“The Kids Are Alright” is a short documentary exposing the incredible level of disrespect people with Muscular Dystrophy have faced from Jerry Lewis and the Labor Day Telethon put on by the Muscular Dystrophy Association. When the narrator first speaks, we see an image of him as a young poster child for the association, smiling from his wheelchair as Jerry Lewis hands him a piece of birthday cake. Flashing forward forty years later we see the narrator once again at an MDA event, one was he was not invited to. This time, him and other former poster children are protesting the event and all that it stands for as a group self-titled “Jerry’s Orphans”, passionately shouting, “Piss On Pity!”
Throughout this documentary the narrator dives into the specific actions and processes involved with the telethon that directly contradict the needs of those with Muscular Dystrophy. When he was a child, the narrator was featured on these televised events as a way for the foundation to pull at the heartstrings of those watching from home. They describe these children as trapped in their wheelchairs; a collection of poor little angels that may only be cured if people donate enough money to the foundation. However, as the story develops it becomes clear from the narrator’s account as well as those of the other former poster children that by focusing the telethon’s message on the goal to find a cure and make money for those involved in the association, the actual individuals who need accommodations such as wheelchairs, care-givers, ramps, etc., are often left out of the conversation, and therefore their needs are continuously unmet by the people who claim to care the most.
The issue of accommodations being provided to those who need them isn’t the only issue though. The narrator also makes the point multiple times that one of the most important things people can do to support those with disabilities is to refuse to pity them. Humans deserve to be treated with humanity. The narrator reads to the audience a quote from a piece written by Jerry Lewis that was featured on the cover of the 1990 Edition of Parade Magazine, where Lewis imagines what it would be like to suffer from Muscular Dystrophy and describes the people affected as only existing as “half a person,” who can only experience “half a life” because of the disability. The narrator points out that this level of disrespect towards the community Lewis attempts to represent is the most “unbelievably outrageous and patronizing piece about disability” that he had ever read in his life. He also goes on to express that this mindset affects the interactions disabled people have with the general public with a story about getting coffee one morning and a man on the streets assumed that the narrator was begging for money, simply because he was disabled and holding a cup on a street corner as he waited for the light to change.
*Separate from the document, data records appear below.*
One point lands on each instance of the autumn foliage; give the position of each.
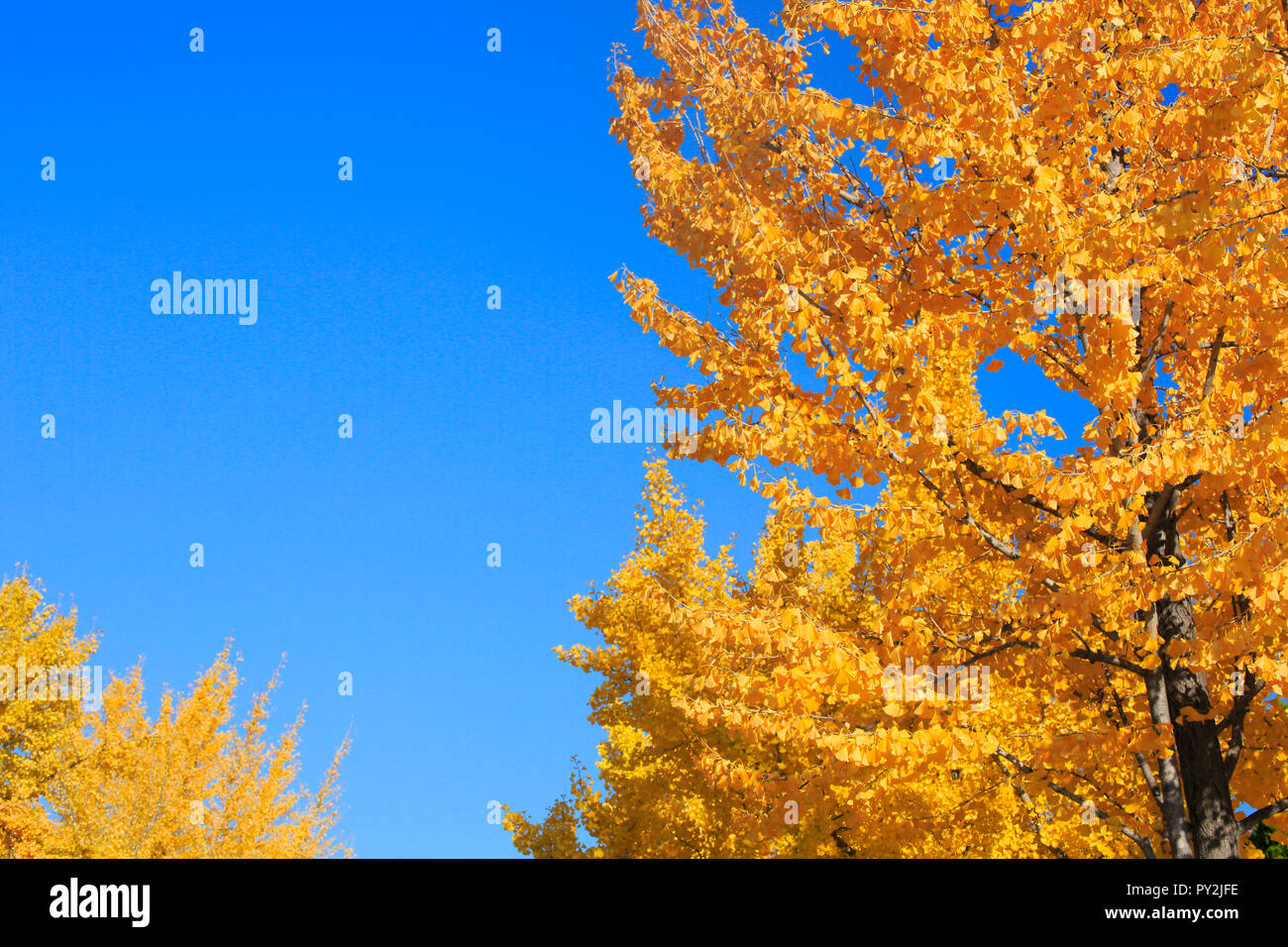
(967, 204)
(116, 783)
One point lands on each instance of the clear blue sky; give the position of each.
(471, 425)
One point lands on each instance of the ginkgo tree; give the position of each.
(1095, 188)
(110, 781)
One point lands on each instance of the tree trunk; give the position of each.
(1212, 826)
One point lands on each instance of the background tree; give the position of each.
(1003, 180)
(116, 784)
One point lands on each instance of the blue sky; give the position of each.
(472, 425)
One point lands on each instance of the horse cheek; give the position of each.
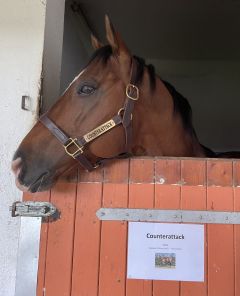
(110, 144)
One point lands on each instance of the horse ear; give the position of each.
(114, 39)
(95, 42)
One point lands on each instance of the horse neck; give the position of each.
(158, 130)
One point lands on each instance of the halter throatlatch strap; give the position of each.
(74, 147)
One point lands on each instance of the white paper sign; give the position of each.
(160, 251)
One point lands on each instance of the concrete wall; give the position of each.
(212, 88)
(21, 47)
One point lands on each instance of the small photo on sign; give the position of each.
(165, 260)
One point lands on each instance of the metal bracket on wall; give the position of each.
(177, 216)
(34, 209)
(26, 103)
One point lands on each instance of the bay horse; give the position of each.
(116, 107)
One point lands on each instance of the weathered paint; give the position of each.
(21, 39)
(93, 253)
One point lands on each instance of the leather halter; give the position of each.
(74, 147)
As a documentary, “The Kids Are Alright” encapsulates the often invisible and purposeful disconnect between activists and the people they supposedly represent. Every year the narrator and the other members of “Jerry’s Orphans” attempted to protest the Telethon after the first, not only were attempts made to bar their entry, but the police were called to remove them each time, as the members tried to explain to the event attendees and supporters that their actions were detrimental to the Muscular Dystrophy community. When the narrator chose to name the documentary “The Kids Are Alright,” not only was he commenting on how the poster children deserve to exist as children without the condescending experience of being pitied for their existence, but he was also commenting on how Lewis and the Muscular Dystrophy Association chose to forget about the child once they grew up. Only the children are seen as good enough for viewers of the telethon to fight for with their pocketbooks, despite the number of adults who still need and deserve to receive accommodations without their personhood coming under attack.
This documentary highlights the problem of “compassionate” people who refuse to unplug their ears to the voices of the people have the human right to speak about their experiences. I found that the main message the narrator wanted to impress upon the viewers in “The Kids Are Alright,” is that despite the dehumanization, disabled people will never stop being fully human, and will not stop their important self-advocacy until the world understands that truth and acts in accordance. I would like to rate the documentary a full 5 out of 5, however I’m going to give it a 4, only because I wish it had been far longer and included the stories of the other poster children that made up “Jerry’s Orphans” explored in depth just as the main narrator’s experience was.